The pleural surface of the diaphragm can be examined after full-thickness penetration has occurred. Hemorrhagic neovascularity and nodules of endometriosis are seen penetrating the full-thickness of the diaphragm.

Figure 13.

The base of the right lung is adherent to the pleural surface of the right diaphragm due to the inflammation of full-thickness endometriosis.

Figure 14.

After complete removal of all diaphragmatic endometriosis by full-thickness resection, one or more defects will have been created.

The laparoscope can be advanced into the chest cavity (Fig. 15) to examine for thoracic endometriosis, which would rarely coexist with diaphragmatic endometriosis. The diaphragmatic defects are closed using a running permanent suture. Before the last suture is tied, a soft catheter is placed into the chest cavity and the anesthesiologist maximally inflates the lungs while the catheter is removed and the suture tied. This eliminates the bulk of any pneumothorax. Postoperative chest x-rays are unnecessary in asymptomatic patients and would likely show a small pneumothorax. Postoperative fluoroscopy of diaphragmatic function was normal in two patients [2], and there seems to be no morbidity from diaphragmatic resection, especially given the severe symptoms present before surgery.

Figure 15.

The laparoscope can be advanced into the thorax for transdiaphragmatic thoracoscopy. The anterior surface of the right lung is seen in the bottom third of the frame. The parietal surface of the right thorax is seen in the top half of the frame. The vessel is the right internal thoracic artery, which is also known as the internal mammary artery. This artery is a continuation of the inferior epigastric artery which is well known to pelvic surgeons.

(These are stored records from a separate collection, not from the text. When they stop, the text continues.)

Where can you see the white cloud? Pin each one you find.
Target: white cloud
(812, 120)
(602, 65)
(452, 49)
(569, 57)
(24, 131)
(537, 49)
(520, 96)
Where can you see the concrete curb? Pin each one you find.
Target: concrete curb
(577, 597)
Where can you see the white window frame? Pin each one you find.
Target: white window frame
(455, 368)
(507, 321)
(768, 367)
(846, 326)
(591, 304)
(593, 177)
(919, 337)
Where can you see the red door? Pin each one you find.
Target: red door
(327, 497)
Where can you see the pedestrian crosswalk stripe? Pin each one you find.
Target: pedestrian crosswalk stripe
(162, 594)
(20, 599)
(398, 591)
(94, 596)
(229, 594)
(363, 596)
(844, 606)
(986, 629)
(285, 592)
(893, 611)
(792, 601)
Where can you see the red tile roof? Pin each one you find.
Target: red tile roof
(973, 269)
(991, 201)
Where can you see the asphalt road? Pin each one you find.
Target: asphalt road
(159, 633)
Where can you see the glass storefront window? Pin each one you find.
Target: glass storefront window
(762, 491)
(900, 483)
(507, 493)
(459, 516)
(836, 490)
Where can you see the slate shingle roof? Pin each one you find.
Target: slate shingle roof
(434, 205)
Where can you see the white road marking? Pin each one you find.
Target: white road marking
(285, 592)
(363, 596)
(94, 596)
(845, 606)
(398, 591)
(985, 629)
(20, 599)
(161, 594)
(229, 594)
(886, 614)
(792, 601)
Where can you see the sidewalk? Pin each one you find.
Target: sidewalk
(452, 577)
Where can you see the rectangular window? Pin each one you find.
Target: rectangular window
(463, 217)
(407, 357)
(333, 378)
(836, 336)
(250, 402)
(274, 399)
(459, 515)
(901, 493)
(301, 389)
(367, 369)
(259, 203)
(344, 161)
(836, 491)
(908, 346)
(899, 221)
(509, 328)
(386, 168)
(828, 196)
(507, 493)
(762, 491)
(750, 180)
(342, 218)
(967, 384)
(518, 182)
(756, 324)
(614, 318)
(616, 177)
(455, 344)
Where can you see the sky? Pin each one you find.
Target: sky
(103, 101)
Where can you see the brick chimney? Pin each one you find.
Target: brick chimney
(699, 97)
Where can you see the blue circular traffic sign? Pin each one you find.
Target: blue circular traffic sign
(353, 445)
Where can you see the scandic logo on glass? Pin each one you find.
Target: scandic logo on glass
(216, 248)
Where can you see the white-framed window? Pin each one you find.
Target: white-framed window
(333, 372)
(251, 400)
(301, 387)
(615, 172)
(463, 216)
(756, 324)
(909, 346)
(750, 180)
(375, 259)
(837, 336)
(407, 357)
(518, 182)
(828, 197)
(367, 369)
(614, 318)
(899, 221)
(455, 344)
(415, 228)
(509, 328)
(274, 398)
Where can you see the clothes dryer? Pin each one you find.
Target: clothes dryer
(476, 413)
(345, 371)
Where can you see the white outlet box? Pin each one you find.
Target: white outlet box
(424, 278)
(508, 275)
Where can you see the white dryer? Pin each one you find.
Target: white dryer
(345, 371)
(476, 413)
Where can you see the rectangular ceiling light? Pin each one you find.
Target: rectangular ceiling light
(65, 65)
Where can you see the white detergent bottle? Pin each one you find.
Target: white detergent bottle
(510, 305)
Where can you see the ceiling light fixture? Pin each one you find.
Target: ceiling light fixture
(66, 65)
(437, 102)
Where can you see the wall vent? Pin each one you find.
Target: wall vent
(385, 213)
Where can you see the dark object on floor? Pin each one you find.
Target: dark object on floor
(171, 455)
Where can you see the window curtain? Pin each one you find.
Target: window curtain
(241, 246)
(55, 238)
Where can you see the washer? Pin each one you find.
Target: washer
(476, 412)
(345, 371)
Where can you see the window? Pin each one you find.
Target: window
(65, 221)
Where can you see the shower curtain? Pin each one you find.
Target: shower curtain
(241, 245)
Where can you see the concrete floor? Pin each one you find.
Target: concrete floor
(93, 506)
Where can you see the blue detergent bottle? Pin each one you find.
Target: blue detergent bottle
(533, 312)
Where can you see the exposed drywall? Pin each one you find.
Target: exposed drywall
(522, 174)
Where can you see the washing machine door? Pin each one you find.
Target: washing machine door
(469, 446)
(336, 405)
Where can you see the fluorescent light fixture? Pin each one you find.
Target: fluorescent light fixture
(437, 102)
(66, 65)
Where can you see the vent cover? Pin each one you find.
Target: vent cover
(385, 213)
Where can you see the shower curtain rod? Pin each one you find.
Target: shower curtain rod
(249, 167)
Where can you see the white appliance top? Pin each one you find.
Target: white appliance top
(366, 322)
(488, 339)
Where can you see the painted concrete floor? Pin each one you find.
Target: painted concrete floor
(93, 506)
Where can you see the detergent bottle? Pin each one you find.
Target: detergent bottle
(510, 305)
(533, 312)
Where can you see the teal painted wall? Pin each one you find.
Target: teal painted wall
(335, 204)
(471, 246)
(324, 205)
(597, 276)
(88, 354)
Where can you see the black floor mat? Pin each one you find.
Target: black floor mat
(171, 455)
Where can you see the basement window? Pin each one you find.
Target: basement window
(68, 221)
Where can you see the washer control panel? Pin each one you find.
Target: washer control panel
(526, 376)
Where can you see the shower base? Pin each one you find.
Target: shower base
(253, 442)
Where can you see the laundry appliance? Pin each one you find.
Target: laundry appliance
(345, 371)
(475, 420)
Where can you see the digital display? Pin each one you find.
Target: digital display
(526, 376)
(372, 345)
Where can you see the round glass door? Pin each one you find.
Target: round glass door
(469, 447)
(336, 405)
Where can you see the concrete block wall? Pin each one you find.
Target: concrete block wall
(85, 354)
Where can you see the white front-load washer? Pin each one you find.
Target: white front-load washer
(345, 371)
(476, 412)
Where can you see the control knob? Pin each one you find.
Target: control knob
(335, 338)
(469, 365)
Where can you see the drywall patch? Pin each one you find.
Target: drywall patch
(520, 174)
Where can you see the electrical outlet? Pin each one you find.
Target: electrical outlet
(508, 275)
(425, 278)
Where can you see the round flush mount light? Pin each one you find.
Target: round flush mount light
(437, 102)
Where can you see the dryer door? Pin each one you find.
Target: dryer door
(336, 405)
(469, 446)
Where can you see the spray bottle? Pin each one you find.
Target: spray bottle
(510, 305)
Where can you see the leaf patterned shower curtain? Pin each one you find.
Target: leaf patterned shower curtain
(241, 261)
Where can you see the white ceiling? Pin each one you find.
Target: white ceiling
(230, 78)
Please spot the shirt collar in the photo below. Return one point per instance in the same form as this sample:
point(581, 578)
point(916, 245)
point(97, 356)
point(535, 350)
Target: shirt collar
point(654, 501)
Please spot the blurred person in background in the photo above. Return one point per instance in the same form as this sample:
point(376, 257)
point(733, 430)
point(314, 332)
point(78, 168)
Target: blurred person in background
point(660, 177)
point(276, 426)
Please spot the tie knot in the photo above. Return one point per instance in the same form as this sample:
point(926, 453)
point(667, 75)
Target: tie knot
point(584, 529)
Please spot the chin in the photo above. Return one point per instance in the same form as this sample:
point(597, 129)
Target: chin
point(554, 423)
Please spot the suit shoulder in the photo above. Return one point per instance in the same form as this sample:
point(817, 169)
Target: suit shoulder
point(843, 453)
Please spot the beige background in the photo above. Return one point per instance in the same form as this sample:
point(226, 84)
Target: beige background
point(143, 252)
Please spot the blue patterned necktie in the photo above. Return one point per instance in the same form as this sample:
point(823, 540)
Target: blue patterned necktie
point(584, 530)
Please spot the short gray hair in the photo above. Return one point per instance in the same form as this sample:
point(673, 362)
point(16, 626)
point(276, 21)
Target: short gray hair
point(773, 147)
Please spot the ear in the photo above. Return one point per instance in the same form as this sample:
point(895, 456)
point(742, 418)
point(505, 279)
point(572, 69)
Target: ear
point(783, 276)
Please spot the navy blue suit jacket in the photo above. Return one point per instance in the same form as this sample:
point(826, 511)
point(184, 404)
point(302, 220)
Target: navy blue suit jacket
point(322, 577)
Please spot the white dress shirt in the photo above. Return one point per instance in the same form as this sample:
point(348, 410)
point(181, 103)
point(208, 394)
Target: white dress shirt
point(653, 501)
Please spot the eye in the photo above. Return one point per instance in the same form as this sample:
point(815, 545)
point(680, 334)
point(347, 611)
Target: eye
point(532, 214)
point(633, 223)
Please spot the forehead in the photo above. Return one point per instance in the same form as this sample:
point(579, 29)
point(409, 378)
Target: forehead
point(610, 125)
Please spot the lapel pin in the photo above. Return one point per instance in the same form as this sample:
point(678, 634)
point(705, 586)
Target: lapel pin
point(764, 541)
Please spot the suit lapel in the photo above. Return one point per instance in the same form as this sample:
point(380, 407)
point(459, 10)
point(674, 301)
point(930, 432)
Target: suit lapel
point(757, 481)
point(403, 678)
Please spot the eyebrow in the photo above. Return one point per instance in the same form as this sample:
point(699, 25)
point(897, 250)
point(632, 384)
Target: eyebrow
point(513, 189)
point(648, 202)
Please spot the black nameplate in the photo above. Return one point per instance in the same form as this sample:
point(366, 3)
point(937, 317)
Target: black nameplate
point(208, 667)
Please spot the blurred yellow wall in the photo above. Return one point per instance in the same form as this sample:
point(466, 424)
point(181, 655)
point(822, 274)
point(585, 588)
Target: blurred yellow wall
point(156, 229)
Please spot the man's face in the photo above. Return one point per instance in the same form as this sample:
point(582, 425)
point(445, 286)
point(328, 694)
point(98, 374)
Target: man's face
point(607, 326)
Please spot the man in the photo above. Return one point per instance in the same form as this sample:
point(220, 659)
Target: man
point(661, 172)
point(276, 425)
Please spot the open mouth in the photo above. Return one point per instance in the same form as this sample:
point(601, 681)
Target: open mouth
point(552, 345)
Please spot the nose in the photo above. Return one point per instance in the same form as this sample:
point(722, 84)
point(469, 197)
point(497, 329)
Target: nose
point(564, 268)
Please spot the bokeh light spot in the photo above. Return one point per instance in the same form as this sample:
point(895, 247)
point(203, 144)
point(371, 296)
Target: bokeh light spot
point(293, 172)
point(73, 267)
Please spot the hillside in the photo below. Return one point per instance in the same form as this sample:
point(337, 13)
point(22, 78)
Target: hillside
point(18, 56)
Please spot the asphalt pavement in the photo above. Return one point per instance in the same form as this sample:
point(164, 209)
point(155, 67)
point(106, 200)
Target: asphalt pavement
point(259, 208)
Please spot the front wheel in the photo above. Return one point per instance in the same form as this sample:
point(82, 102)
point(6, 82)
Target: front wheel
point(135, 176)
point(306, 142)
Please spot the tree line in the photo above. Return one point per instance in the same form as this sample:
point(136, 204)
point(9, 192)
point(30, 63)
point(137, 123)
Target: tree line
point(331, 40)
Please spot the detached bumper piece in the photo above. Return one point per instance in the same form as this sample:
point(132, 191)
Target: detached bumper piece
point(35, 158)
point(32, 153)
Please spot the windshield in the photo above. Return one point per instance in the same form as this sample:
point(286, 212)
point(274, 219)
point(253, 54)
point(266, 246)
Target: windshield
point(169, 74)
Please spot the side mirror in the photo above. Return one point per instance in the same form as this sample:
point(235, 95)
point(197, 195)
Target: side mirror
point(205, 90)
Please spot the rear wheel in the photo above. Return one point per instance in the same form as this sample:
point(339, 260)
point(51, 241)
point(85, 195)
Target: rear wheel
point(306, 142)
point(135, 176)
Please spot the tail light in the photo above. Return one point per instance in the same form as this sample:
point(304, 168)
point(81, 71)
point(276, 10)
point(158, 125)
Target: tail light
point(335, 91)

Symptomatic relief following diaphragmatic resection approaches 100% [2], and is much more effective than laparoscopic laser vaporization of endometriosis through an umbilical port [3]. The lower symptom response seen with laser vaporization may be due to incomplete visualization of the diaphragmatic lesions and incomplete destruction. Indeed, since 100% of the cases of symptomatic diaphragmatic endometriosis in one series [2] were associated with full-thickness disease, thermal ablation techniques seem contraindicated.

* Please note, since this paper was written and published, advances in laparoscopic techniques now often allow surgeons to treat diaphragmatic disease laparoscopically instead of via laparotomy. This paper describes the techniques used to excise diaphragmatic disease via laparotomy. If you are facing surgery for the removal of diaphragmatic disease, please discuss your options with your surgeon.


  1. Brews A. Endometriosis of diaphragm and Meig's syndrome. Proc Roy Soc Med 1954;47:461-8.
  2. Redwine DB. Diaphragmatic endometriosis: diagnosis, surgical management, and long-term results of treatment. Fertil Steril 2002;77:288-96.
  3. Nezhat CH, Seidman DS, Nezhat F, Nezhat CR. Laparoscopic surgical management of diaphragmatic endometriosis. Fertil Steril 1998;69:1048-55.
  4. Bhaumik J, Hefni MA. Endometriosis of the liver and diaphragm: is the diagnosis often missed? Gynaecol Endosc 2002;11:155-8.